Temthael knelt beside the dead man’s resting place and pulled back the edge of the bed sheets, placing his hand over the man’s heart, finding what the boys had not seen earlier.
A small, triangular shaped wound had been stabbed into Gregory Corlop’s skin. An unnatural yellow tint had already begun to spread around the infected area. Temthael recognized it at once. This death had been purposeful, that was for sure.
Temthael frowned as he pressed his hand against the fatal injury. The man’s body was still warm. He had died recently, not even an hour ago. But by whose hand?
Temthael turned towards the door as five ornate, ancient clocks began striking the half hour, each ringing slightly off from the others.
Curious, and quite suspicious by the whole situation, Temthael stood and passed through a hallway lined with bookshelves to Gregory Corlop’s office.
The desk seat drew his eyes instantly. Watches of all sizes, colors, and brands completely hid the arms of the sturdy, thick chair. Their little hands ticked off each second so sharply, it sounded more like rain on the roof than clicking machines.
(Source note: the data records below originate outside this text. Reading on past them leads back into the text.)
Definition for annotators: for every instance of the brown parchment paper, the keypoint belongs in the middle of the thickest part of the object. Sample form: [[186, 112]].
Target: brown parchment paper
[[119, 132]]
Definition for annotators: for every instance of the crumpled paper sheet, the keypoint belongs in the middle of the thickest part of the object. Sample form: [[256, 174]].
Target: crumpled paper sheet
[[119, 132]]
The ceiling fan cast shadows when Temthael flipped on the lights. Normally, he would take caution with the lights, as they often gave away his location. However, the office had no windows, so he felt secure with the action.
Narila stepped through the door frame, her silver shield gripped firmly in her left hand. Her dark hair poured over her shoulders like falling water, and her casual tunic was, as usual, clean and unrumpled. What seemed to be a cape hung behind her, lightly brushing the floor when she moved. ‘Have you found it?’ Her transmission was not in the word form printed here for you to read. Rather, her thoughts reflected her worry and blurred images, more like a steady stream than a string of words.
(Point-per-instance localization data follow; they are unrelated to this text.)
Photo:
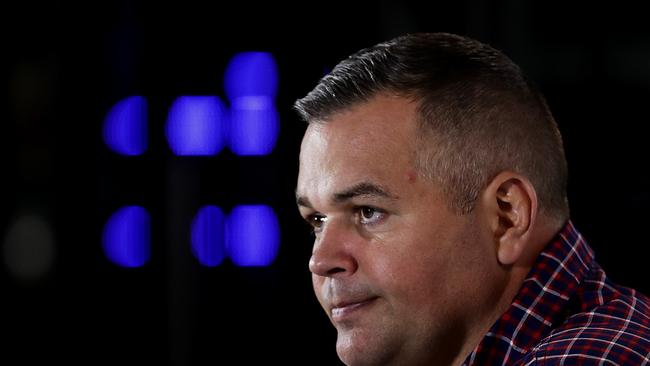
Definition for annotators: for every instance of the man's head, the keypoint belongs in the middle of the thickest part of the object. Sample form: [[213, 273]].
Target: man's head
[[425, 164]]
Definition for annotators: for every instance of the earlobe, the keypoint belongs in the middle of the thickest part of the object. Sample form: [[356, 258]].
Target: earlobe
[[514, 208]]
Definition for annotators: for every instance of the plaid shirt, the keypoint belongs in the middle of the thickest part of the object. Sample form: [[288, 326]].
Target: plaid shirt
[[568, 312]]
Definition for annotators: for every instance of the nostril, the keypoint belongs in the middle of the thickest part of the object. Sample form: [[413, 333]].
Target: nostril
[[335, 270]]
‘No, it was stolen just like the others. He’s the second Beholder we’ve lost this week.’
Narila folded her arms, leaning against the gray wall. ‘Usually, we only find one every hundred years. The enemy is gaining footing. He’s not taking the cautions he used to.’
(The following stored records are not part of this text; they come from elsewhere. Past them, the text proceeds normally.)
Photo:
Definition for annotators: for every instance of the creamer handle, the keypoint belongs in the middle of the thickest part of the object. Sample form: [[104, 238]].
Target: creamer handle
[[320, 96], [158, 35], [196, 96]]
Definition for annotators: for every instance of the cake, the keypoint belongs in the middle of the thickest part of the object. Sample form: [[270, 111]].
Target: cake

‘That will lead to his downfall.’
She held her arms in front of her to form an X shape. ‘Indeed.’
After a pause, in which they were both lost in thought, Temthael asked, ‘how many were found in the past century?’
Her answer rattled them both. ‘More than half.’
At the same time she spoke, a crisp clang sank through the ceiling.
They dashed back to the main door and flung it open, their swords raised.
Innumerable Dragon Loyalists lunged from the sky, their faces shadowed by rippling masks of darkness, their horny talons carrying weapons of their own.
‘Why did they stay to fight? The Beholder is already dead.’
Narila gasped. ‘But what they want is still here!’
A gang of the hideous beasts trapped the two Angéic warriors beneath suffocating material. Cords cut deep.
Temthael threw it off, ensnaring three Loyalists, crushing them to sand.
His blade met the twin daggers of another bloodthirsty creature. He grabbed its slippery wrists and thrust it into the ground. Even the greatest warriors were put to shame by Temthael’s centuries of training and growing his skill.
A Dragon Loyalist snarled, its beady eyes narrowed with malice.
Temthael twisted his sword.
Narila swept the creature’s balance out from behind it.
The warriors drew their swords as they joined Temtheal and Narila.
‘We sensed their arrival, but we were overwhelmed almost as soon as the first pair of eyes appeared,’ a warrior reported.
‘How many?’ Temthael lifted his sword as yellow eyes began to open, illuminating the ground eerily.
Temthael and Narila raised their shields together as the Angéic warriors prepared for the battle that would surely follow.